Sunday Scribblings - Message

This is a short piece of fiction I created for Sunday Scribblings.  To read posts from other participants, click HERE.  To read my older submissions click HERE

The Message

She stared at the phone.  No message, nothing.  How long since anyone had called?  It was just too much to take.  Tears streamed down her cheeks, falling, leaving the evidence of their journey on the legs of her blue jeans.

When had she become obsolete?  When had she disappeared into a place where the silence was so deep that there were no longer friends, or even messages from friends?  Maybe the machine was broken.  She gathered up some change and left the apartment.  About a block away was a payphone.  It felt odd standing there.  Pay phones were quickly becoming extinct because so many people now carried cell phones.  She might too, except for the tight budget she was on.

Dropping the change into the slot, she listened for the dial tone and then began to punch in her number.  There it was, the distant ringing of the phone.  After six or seven times, the machine picked up.  “Hi!  I’m not here, but I hate to miss your call.  Please leave me a message after the tone and I’ll call you back.”   She heard the tone.  Without thinking, she began to speak, “Hi Stacy, how have things been?  You are a good person.  You should have lots of friends lining up to spend time with you.  Don’t be sad when they don’t leave messages.  Life just gets so busy.  It doesn’t mean you are not loved.”

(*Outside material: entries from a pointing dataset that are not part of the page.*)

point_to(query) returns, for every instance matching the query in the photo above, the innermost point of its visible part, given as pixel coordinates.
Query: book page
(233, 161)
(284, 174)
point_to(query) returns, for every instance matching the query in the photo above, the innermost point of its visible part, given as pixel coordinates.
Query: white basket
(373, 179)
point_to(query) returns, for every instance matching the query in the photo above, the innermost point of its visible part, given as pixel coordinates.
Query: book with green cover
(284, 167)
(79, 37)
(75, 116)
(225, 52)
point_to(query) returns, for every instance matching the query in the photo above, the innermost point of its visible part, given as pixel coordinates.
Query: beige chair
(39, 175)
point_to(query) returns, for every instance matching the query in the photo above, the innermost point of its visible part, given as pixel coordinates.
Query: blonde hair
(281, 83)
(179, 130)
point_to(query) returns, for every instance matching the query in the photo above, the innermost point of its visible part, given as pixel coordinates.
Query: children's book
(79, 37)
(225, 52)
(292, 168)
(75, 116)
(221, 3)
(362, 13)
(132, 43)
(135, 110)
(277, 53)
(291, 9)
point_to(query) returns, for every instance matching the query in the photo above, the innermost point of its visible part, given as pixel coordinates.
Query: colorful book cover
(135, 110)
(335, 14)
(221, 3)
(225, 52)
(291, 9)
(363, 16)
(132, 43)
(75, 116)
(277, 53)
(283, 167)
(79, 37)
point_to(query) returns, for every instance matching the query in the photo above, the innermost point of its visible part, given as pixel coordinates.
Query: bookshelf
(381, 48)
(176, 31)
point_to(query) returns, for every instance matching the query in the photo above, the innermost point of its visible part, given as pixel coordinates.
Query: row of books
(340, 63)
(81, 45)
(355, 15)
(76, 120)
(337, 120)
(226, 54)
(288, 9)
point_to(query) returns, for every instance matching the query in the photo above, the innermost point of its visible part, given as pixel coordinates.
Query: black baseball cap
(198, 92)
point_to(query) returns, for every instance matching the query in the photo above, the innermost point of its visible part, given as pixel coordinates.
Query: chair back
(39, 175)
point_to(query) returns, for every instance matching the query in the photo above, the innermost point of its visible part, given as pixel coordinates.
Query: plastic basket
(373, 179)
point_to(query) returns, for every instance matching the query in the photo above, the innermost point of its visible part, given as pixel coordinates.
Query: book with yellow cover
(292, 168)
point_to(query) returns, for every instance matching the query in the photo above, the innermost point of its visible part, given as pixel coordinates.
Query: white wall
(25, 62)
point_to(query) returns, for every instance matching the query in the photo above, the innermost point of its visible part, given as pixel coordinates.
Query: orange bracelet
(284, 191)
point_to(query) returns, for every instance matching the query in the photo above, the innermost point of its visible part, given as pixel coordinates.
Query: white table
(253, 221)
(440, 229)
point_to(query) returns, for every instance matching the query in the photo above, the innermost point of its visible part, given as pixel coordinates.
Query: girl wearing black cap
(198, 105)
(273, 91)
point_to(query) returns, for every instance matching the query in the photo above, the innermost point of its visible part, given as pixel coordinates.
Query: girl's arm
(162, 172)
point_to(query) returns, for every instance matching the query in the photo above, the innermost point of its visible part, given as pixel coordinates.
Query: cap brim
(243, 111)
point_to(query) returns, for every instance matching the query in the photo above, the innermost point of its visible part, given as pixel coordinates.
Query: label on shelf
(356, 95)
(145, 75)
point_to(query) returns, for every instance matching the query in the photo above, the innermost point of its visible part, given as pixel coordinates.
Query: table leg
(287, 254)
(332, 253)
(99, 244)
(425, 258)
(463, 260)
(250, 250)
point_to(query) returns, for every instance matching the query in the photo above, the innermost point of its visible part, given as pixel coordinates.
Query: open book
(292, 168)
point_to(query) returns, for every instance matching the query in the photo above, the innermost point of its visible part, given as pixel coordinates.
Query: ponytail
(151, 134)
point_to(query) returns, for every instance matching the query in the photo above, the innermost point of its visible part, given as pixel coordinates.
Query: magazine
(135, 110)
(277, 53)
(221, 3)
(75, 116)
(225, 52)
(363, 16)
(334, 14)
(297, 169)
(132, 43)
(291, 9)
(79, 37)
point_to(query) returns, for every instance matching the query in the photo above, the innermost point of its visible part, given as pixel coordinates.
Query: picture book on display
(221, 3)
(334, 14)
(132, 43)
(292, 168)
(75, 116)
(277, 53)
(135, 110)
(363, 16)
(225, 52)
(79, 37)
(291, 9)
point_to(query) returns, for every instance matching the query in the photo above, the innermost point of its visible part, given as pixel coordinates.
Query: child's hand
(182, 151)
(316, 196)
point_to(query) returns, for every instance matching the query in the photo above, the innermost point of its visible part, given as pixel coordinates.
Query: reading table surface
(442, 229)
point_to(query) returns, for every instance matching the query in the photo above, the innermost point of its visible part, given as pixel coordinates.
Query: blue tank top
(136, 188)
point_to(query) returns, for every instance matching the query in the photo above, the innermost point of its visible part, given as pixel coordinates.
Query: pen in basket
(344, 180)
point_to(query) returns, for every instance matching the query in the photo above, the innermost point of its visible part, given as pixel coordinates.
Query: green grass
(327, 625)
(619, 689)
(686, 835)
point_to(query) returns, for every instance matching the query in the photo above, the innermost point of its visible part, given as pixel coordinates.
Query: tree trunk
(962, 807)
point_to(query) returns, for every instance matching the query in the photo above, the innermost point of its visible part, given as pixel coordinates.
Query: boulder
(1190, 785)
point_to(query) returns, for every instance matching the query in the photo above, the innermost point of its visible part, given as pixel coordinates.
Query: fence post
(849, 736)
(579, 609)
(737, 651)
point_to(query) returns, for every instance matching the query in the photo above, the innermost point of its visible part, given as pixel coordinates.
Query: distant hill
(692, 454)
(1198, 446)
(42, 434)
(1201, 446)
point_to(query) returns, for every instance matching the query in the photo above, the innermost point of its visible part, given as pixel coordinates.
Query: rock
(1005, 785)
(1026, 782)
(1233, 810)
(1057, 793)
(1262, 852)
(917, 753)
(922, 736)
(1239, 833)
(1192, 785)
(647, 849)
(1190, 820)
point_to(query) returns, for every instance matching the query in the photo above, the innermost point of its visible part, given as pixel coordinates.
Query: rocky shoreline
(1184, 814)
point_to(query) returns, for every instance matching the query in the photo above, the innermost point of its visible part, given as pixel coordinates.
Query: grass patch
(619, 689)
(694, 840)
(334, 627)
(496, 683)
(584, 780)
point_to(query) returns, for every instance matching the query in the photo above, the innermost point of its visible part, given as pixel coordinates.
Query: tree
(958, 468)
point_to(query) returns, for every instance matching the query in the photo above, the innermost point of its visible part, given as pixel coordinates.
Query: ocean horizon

Stacy looked at the receiver in her hand, and then hung it up.  She walked quickly home, unlocked the door, and went immediately to the telephone.  One message, it said, the red light blinking.  She pressed the button and listened to the message.  It made her smile.  When it reached the end, Stacy pressed save.  There would always be a message waiting for her now.  A message that someone cared.  It didn’t matter that it was from her.  Doesn’t being loved, start with learning to love yourself?  That’s what she’d always been told.  Stacy walked into the kitchen and picked up the cup of pills she’d been planning to take.  She poured them down the disposal, turned the water on and flicked the switch.  A second of grinding was all it took.  Her shoulders felt lighter.  She could breathe again.  Somewhere deep inside of her a voice had cried out and she had heard it.  Message received.